Vast.ai Deploy Integration

Overview

Deploy ML training jobs and inference services on Vast.ai GPU cloud. Covers instance provisioning via the REST API, Docker image configuration, data transfer strategies, and automated deployment scripts for GPU workloads.

Prerequisites

  • Vast.ai account with API key stored in VASTAI_API_KEY environment variable
  • Vast.ai CLI installed (pip install vastai)
  • Docker image for your workload published to a registry
  • SSH key configured for instance access

Instructions

Step 1: Search and Provision GPU

set -euo pipefail
# Search for available GPUs
vastai search offers 'gpu_name=RTX_4090 reliability2>0.95 disk_space>50' \
  -o 'dph_total' --limit 5

# Create instance from best offer
vastai create instance $OFFER_ID \
  --image pytorch/pytorch:2.1.0-cuda12.1-cudnn8-runtime \
  --disk 100 \
  --onstart-cmd "cd /workspace && git clone https://github.com/myorg/project.git && pip install -r project/requirements.txt"

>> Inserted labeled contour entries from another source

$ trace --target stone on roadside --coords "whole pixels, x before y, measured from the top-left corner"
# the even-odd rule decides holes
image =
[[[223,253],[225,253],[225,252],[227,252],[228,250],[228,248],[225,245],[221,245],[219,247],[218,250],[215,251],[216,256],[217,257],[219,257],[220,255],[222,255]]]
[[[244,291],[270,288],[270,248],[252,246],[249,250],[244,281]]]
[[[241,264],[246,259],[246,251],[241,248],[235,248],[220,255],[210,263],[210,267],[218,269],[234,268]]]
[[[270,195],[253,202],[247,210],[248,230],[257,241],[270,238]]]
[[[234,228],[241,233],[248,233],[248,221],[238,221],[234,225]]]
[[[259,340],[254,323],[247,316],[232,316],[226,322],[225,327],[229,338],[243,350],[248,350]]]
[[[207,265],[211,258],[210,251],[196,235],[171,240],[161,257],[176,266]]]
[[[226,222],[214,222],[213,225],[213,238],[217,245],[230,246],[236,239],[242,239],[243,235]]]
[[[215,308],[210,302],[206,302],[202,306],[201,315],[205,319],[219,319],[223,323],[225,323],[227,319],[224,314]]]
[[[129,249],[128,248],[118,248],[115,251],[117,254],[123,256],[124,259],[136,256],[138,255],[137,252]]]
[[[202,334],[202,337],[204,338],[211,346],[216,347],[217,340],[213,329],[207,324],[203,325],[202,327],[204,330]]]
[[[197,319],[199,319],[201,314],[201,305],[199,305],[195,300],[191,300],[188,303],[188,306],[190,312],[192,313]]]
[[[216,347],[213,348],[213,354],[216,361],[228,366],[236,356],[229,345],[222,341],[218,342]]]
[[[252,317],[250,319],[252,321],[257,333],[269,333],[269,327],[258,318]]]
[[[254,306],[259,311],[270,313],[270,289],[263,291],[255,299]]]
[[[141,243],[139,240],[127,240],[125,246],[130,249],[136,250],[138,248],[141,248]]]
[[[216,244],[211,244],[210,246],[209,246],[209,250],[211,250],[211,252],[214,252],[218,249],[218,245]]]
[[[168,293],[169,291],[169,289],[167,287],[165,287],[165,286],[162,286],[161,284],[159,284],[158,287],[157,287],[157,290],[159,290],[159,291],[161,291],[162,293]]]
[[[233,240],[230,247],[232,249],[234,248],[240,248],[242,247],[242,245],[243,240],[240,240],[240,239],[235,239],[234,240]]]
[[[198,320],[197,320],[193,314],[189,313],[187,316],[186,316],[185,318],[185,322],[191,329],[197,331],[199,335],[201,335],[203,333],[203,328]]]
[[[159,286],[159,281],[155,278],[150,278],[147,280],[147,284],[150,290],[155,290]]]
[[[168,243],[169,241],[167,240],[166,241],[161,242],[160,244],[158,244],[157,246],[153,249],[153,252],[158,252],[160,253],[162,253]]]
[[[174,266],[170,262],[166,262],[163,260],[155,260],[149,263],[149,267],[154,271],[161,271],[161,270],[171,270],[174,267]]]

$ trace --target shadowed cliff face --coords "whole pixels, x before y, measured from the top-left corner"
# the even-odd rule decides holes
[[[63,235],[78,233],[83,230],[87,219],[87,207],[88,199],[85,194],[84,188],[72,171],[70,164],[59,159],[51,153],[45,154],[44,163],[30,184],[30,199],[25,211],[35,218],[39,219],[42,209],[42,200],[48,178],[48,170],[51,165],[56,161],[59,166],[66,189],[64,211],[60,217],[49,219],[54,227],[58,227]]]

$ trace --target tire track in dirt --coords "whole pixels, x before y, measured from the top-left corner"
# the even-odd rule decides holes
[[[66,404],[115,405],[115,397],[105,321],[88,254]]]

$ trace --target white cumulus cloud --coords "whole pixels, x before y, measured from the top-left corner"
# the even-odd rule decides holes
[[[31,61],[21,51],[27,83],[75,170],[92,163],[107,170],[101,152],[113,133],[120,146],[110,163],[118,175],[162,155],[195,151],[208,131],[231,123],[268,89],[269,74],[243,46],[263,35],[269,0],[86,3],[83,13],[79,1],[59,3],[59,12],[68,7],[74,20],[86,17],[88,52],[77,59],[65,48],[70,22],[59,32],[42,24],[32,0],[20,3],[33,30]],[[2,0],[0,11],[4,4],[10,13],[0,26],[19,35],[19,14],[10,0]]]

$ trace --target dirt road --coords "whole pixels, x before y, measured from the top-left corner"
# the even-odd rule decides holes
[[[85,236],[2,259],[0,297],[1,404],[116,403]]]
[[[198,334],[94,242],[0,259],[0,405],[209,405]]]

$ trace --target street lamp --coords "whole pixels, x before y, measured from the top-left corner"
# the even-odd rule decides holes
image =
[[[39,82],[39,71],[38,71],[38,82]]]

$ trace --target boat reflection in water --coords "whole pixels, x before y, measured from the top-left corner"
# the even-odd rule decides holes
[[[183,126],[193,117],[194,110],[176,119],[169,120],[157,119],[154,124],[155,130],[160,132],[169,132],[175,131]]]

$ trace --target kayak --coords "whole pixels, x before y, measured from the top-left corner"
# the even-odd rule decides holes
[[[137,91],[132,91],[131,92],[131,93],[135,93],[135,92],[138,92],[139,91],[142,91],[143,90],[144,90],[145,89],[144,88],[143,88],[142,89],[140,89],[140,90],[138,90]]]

Step 2: Deploy Custom Docker Image

# Dockerfile.gpu
FROM pytorch/pytorch:2.1.0-cuda12.1-cudnn8-runtime

WORKDIR /workspace
COPY requirements.txt .
RUN pip install --no-cache-dir -r requirements.txt
COPY . .

CMD ["python", "train.py", "--config", "config.yaml"]
set -euo pipefail
# Build and push
docker build -f Dockerfile.gpu -t myregistry/ml-trainer:latest .
docker push myregistry/ml-trainer:latest

# Deploy on Vast.ai
vastai create instance $OFFER_ID \
  --image myregistry/ml-trainer:latest \
  --disk 100 \
  --env "WANDB_API_KEY=$WANDB_API_KEY HF_TOKEN=$HF_TOKEN"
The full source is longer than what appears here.